That look on her face, when she’d dropped the dollars in. She smelled him. That’s why he washed now. Every day. And a mother and father and two little kids walking past as far away as they could.
His clothes were still wet from washing them too, this second time. He’d hung them on branches to dry in the sun. He hoped she hadn’t seen them. Everybody has to get naked to get clean. Really clean. Really clean. But underpants hanging on a branch? He’d shitted himself once. Browned his underpants. That’s why.
Outside of Fallujah. They hadn’t even gone in yet. But he’d already killed the girl, ran his truck over her to avoid the sniper fire, and he was remembering. That was why. There were lots of things he couldn’t remember. Concussive brain damage, they said. Anger problems and loss of memory. From IEDs. But killing the girl he would always remember. She was tall and thin, like the one who’d just seen him naked, standing in a river, trying to clean himself. It was happening all over again.

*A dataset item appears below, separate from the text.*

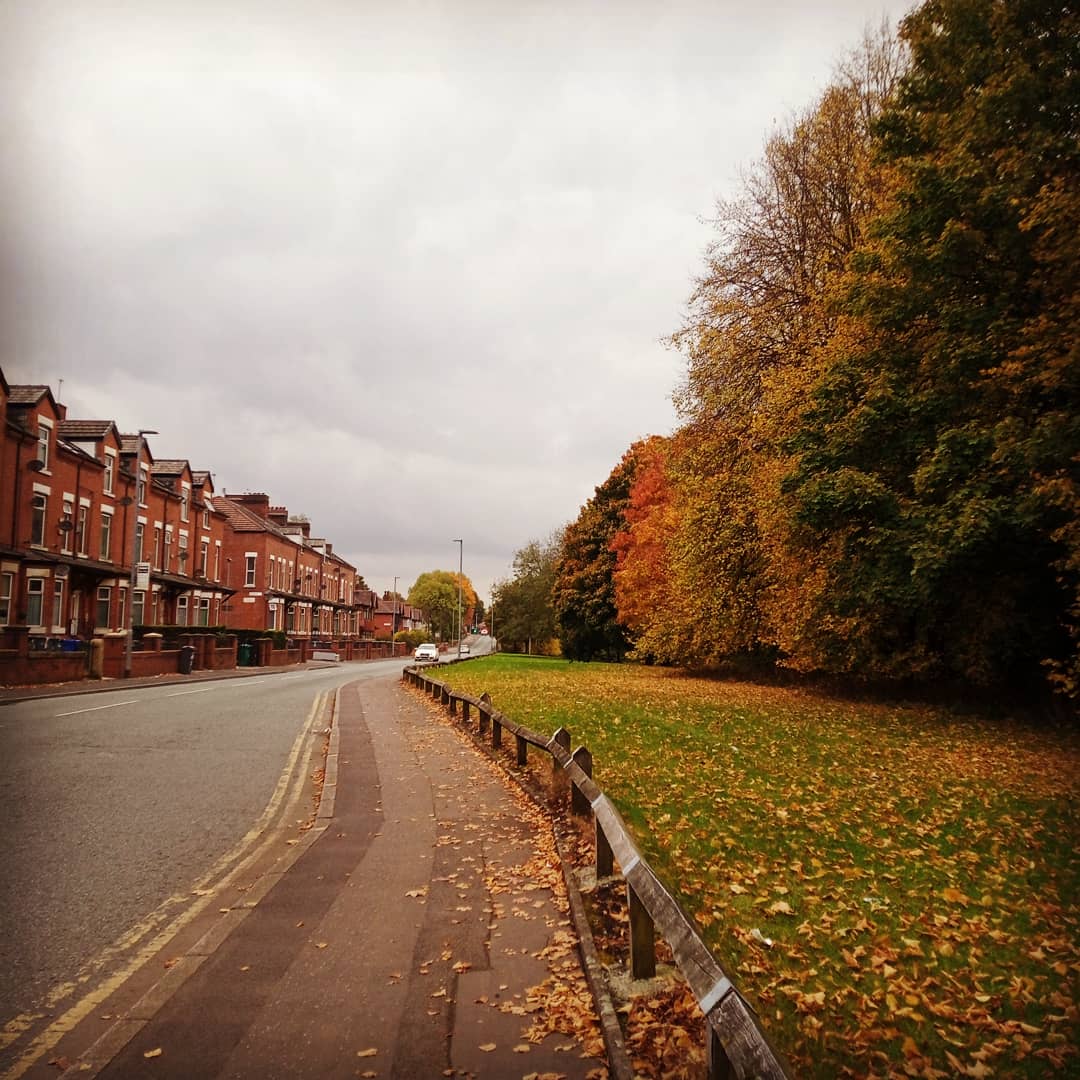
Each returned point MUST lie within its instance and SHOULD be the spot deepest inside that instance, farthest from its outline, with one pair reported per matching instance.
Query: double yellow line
(282, 805)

Then he walked out of the river. Then he went to his lean-to. Its roof and sides and floor he’d made by weaving pine tree branches together. Then he went in. Then he unrolled his sleeping bag. Then he got into it. One thing at a time keeps you calm. He’d wait in the bag until his clothes were dry. But in the bag, he felt more naked than outside in the air. He wasn’t surprised. When you are brainfucked, the only thing that surprises is that you’re not. He crawled out of the bag and pulled the woven pine branches across the opening to shut himself in. He liked the piney smell of the lean-to; it made him think of the smell of balsam, which he liked even better. On Osgood Pond near Saranac. He would think about that. That’s what he would think about. He’d think about that to keep himself calm. He got into the sleeping bag again. Tomorrow, if the weather looked like it might last long enough for a sleeping bag to dry in the sun, he’d wash that too.
On Osgood Pond near Saranac. He said it aloud to hear the sound. Saranac. Saranac. It didn’t need notes to be a song. In the evening the wind always died and the lake would still, and the barn swallows would start to fly. Uncle Ray would say, Take the Adirondack guide boat, Chris. It glides, you can row it sitting forwards, it’s a canoe married to a dory.
But when he told the VA doc all the things that had happened in just one instant and the doc said, Yes, time slows down in combat, he’d jumped up from his chair. “How the fuck do you know? You never been there.” And he never went back.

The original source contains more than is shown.